Amid this continuing tug of war, it’s clear that the 15 council members still lack the basic planning and policy groundwork that generally occurs when they approve major laws involving land use and quality of life.

Councilman Reyes, chair of the council’s Planning and Land Use Management Committee, last week disclosed that a zoning map — a crucial tool for deciding appropriate locations for pot outlets — is still far from completion by the city Planning Department. “At this point,” Reyes confesses, “we cannot show a map.”

The map would allow the city to more easily shut down nonpermitted pot shops in inappropriate areas, Reyes says. Lacking this basic zoning blueprint just when the council is moving toward adopting a law means “we’re really guessing,” Reyes says. “And we shouldn’t be guessing with people’s lives.”

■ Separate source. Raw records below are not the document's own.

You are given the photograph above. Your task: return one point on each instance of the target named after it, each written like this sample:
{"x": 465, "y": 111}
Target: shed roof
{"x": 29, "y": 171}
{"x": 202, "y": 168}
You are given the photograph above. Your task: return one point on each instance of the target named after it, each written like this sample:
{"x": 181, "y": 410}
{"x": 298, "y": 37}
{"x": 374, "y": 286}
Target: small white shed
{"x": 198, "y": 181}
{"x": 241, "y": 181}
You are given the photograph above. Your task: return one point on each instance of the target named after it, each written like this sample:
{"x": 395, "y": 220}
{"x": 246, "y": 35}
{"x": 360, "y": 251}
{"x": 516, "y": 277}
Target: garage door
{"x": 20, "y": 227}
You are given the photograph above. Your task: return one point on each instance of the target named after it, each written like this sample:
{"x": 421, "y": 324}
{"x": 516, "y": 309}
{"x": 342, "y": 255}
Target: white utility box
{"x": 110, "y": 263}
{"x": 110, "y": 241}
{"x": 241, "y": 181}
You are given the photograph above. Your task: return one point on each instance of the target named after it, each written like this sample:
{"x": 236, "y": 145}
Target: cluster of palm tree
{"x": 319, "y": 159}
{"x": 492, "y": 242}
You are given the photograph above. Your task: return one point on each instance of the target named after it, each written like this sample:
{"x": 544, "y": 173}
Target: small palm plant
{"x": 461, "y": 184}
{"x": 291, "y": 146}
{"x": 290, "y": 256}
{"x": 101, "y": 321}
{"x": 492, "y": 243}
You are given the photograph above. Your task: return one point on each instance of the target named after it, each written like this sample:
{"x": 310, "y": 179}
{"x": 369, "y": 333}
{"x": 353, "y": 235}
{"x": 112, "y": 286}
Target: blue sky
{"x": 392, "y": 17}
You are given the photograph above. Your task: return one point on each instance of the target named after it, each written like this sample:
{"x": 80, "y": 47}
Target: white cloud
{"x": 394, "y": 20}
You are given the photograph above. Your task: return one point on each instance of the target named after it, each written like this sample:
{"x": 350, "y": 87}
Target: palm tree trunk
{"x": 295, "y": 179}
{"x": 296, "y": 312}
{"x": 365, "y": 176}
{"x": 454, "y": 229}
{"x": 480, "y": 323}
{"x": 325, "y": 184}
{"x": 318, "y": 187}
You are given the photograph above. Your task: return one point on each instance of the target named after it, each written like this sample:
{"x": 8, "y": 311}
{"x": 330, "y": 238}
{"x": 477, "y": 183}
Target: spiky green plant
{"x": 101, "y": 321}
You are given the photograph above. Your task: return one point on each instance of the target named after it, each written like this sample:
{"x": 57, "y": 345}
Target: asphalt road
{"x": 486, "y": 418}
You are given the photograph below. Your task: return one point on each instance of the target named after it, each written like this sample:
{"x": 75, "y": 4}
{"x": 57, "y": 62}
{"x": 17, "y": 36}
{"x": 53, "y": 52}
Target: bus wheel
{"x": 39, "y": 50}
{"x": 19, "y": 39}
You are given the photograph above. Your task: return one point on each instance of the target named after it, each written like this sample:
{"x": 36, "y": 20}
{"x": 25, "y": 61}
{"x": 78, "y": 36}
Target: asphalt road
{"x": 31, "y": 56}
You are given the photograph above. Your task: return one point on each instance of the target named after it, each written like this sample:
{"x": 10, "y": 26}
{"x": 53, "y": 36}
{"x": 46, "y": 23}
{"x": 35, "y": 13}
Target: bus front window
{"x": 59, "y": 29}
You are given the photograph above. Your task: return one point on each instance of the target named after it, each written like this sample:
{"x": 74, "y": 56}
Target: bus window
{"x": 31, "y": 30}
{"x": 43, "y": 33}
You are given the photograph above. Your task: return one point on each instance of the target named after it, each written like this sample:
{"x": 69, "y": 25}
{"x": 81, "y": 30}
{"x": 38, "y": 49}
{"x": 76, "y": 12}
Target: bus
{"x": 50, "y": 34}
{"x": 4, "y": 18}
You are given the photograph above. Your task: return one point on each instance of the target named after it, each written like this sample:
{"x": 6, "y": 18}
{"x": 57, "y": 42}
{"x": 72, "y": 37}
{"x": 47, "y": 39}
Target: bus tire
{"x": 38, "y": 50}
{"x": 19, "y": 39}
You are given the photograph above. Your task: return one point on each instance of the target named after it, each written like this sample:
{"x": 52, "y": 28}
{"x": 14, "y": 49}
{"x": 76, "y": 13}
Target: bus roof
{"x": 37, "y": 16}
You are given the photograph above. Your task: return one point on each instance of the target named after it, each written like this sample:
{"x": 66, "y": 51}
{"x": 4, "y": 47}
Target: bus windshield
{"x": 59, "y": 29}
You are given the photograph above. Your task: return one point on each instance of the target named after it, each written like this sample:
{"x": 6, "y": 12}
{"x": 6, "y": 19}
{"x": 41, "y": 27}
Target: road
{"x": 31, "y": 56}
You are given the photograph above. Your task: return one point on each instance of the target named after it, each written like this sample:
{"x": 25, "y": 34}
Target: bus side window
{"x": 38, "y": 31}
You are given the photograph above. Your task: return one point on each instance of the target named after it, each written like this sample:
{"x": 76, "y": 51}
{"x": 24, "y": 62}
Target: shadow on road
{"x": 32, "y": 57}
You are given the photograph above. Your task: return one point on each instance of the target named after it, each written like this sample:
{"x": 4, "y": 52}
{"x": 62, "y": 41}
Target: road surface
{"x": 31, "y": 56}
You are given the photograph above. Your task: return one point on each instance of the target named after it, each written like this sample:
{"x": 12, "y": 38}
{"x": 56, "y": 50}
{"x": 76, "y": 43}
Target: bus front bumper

But the zoning map isn’t the only missing piece. In a situation similar to City Hall’s “inspection program” for L.A.’s estimated 4,000 illegal billboards — a program still frozen in place after years of inaction — the council members, mayor’s office and city managers have spent virtually no time determining how to inspect medical pot stores to ensure that, as required by state law, dispensaries take no profit.

Reyes and Garcetti are only now, four years after the council first grappled with medical pot, suggesting that the Department of Building and Safety, Chief Legislative Analyst Gerry Miller and the LAPD devise a “proactive” inspection program — and they’re in no hurry, asking for a “report back” by March 2010.

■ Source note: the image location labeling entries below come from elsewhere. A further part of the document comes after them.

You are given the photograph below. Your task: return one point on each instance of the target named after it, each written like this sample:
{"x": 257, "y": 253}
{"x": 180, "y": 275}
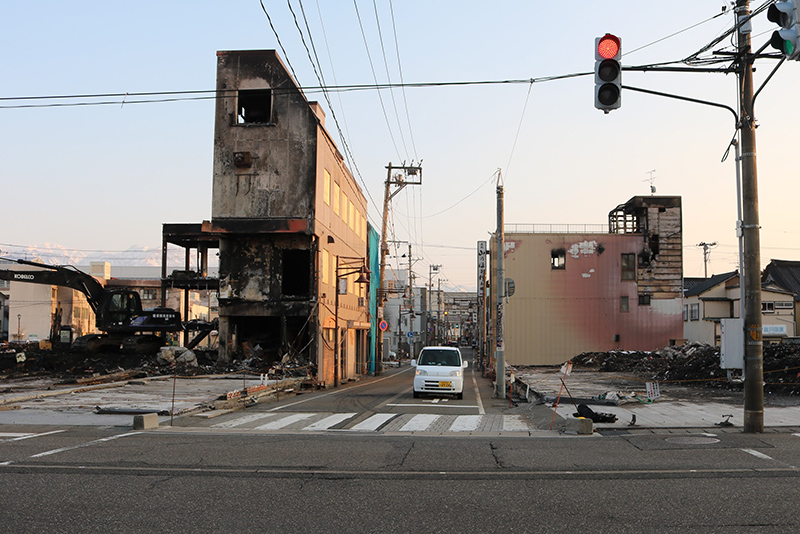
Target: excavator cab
{"x": 122, "y": 307}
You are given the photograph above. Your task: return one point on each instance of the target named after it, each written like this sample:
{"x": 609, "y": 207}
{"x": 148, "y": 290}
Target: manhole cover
{"x": 692, "y": 440}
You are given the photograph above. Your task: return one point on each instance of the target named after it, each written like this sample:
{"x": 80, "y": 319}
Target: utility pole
{"x": 410, "y": 175}
{"x": 706, "y": 246}
{"x": 481, "y": 322}
{"x": 751, "y": 278}
{"x": 500, "y": 369}
{"x": 410, "y": 297}
{"x": 428, "y": 314}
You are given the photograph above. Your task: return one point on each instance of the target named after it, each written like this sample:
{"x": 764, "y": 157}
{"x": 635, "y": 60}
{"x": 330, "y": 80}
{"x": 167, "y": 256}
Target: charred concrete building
{"x": 581, "y": 289}
{"x": 290, "y": 222}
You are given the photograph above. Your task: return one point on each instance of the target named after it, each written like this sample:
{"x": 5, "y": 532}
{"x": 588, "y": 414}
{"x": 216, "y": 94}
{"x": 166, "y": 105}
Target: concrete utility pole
{"x": 706, "y": 246}
{"x": 431, "y": 269}
{"x": 410, "y": 175}
{"x": 481, "y": 322}
{"x": 500, "y": 369}
{"x": 753, "y": 349}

“We have to be careful to not provide any loopholes,” Councilman Jose Huizar has warned — the very problem that has prevented City Hall’s inspection of billboards.

And as the Weekly also reported last week, Reyes and Garcetti failed to contact leaders of any major California cities where medical marijuana rules have prevented proliferation of weed outlets. Reyes instead asked local medical weed advocates how other big cities were handling things.

Council members Janice Hahn, Paul Koretz, Bill Rosendahl and Reyes have emerged as supporters of the most lax pot regulations. Koretz wants to allow pot stores within about 300 feet of schools — 500 feet with a 20 percent “deviation” — the least restrictive school buffer for any major California city. Hahn, meanwhile, argued that councilman Richard Alarcon’s suggestion of barring purportedly nonprofit weed stores from paying employees more than $100,000 a year is “not our business.”

Appearing to support tougher rules are Huizar, Greig Smith, Bernard Parks and Alarcon, who could not prevent a nonpermitted pot outlet from opening during the moratorium — in a storefront underneath his own Sylmar council district office at 13517 Hubbard St. Alarcon said last week with frustration, “The fact that there’s been a proliferation of these establishments cannot go unnoticed!”

Huizar has suggested a cap of about 70 pot dispensaries, which would, in effect, outlaw about 475 of those now operating.

Villaraigosa, who broke years of silence on medical pot hours after the Weekly’s November 23 story, has plainly stated that it is illegal for dispensaries to make any profit — the position also taken by Attorney General Jerry Brown.

But bowing to medical pot advocates, Garcetti backs less precise language that allows “cash contributions” and “reimbursements” — and may set up a showdown between Villaraigosa, Trutanich and the City Council.

Tibby Rothman contributed to this report.